If you visit the Albertsons location on Crenshaw near Martin Luther King Boulevard, take a look at the prepared foods section on any given day. The line that winds down the snack aisle can queue up to 20 people or more. These customers are patiently waiting to order bags full of regular or spicy fried chicken.

Ma’n’Pa grocery store

Ma’n’Pa grocery store owners Zac and Renee Henderson took over this Belmont Heights market 17 years ago, although the current store is 100 years. The charming neighborhood institution offers fried chicken on Wednesdays.

Mitsuwa West LA

Mitsuwa, one of the oldest grocery stores in LA, has a food court where sushi, ramen or pastry shop. But number 23 – which has a fried chicken plus in sauce – comes in the form of a combination plate that can be eaten on the spot or packaged for later consumption.

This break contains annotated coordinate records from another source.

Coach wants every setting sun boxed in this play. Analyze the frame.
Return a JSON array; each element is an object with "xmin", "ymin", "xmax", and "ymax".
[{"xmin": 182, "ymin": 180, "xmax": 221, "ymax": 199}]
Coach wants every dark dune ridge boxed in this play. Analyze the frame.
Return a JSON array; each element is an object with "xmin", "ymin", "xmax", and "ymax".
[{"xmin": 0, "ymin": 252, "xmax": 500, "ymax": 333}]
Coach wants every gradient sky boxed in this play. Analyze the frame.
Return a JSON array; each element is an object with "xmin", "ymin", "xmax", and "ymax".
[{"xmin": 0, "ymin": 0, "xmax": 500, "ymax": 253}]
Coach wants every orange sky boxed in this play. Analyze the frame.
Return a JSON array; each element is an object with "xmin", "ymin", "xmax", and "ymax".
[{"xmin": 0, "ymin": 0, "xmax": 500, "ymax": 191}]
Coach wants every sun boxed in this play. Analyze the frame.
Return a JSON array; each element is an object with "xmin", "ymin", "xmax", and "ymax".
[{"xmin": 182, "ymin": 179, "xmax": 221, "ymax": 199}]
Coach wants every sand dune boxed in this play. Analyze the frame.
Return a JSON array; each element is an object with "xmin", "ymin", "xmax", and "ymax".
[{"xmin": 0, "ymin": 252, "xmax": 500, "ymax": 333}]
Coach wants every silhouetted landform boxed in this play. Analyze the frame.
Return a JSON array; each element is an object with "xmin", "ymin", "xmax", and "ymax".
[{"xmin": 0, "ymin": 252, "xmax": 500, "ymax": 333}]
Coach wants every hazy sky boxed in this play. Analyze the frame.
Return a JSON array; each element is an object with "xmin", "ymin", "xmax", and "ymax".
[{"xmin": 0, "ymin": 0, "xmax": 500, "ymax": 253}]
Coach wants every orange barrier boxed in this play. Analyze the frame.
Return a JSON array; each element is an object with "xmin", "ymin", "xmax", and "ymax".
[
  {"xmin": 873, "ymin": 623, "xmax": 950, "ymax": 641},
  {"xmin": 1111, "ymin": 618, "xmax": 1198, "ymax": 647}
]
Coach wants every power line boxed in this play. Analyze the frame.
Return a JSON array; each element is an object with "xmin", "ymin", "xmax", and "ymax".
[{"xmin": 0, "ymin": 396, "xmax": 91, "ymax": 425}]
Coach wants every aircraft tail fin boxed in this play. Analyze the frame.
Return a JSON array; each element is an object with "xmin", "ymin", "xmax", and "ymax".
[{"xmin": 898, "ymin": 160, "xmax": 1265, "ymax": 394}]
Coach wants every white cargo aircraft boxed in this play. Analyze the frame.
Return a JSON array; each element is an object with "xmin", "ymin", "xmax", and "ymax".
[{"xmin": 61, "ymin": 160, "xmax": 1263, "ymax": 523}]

Mitsuwa number 23 fried chicken special
Mona Holmes

Chicken Qchon from S-Mart in Torrance

Wait until the car doors are closed and soak up the aroma of Chicken Qchon. Spicy or regular, this little vendor opened in Torrance’s S-Mart 10 years ago and makes beautifully seasoned and exceptionally crispy Korean-style fried drumsticks.

Showcase of Qchon Chicken in S-Mart in Torrance, California.

Chicken Qchon at S-Mart
Mona Holmes

ralph lauren

According to a company spokesperson, all Ralphs stores go through the same process to prepare their fried chicken. There is a different flavor profile for chicken fillets, which are soaked twice in the deep fryer with a different breading technique than fried chicken. This dish is the best-selling dish in Ralphs grocery stores across the region, and you can’t beat the price tag of $ 7.99 for eight pieces. I would be remiss if I didn’t mention that Los Angeles has three less Ralphs stores to buy fried chicken, while Long Beach has one that closed earlier this year. Ralphs parent company Kroger claimed those stores were underperforming, but the decision to close the stores came after both city councils passed a temporary pay hike for store workers during COVID-19.

A pack of fried chicken variety from the Ralphs grocery store in Los Angeles, California.

Ralphs Fried Chicken Variety Pack
Mona Holmes

Seiwa Market

Head straight to the left corner of this South Bay Japanese grocery store to find a packet of fried chicken and grab a bottle of sparkling plum water on the way out. Then pay to the cashier and place directly in the microwave for lunch or dinner. by Seiwa the chicken is completely filling and around $ 4.

Fried Chicken from Seiwa Market in Torrance, California.

Seiwa Fried Chicken
Mona Holmes

Central Vermont Market

The name of the store is a mouthful, and one of the best SoCal markets to find Louisiana Crispy crispy chicken on Vermont near 54th Street in South LA. The space is a combination of a corner market and liquor store with a Michoacana ice cream shop. Krispy Krunchy can also be found at five locations throughout Los Angeles, and sometimes in gas station markets.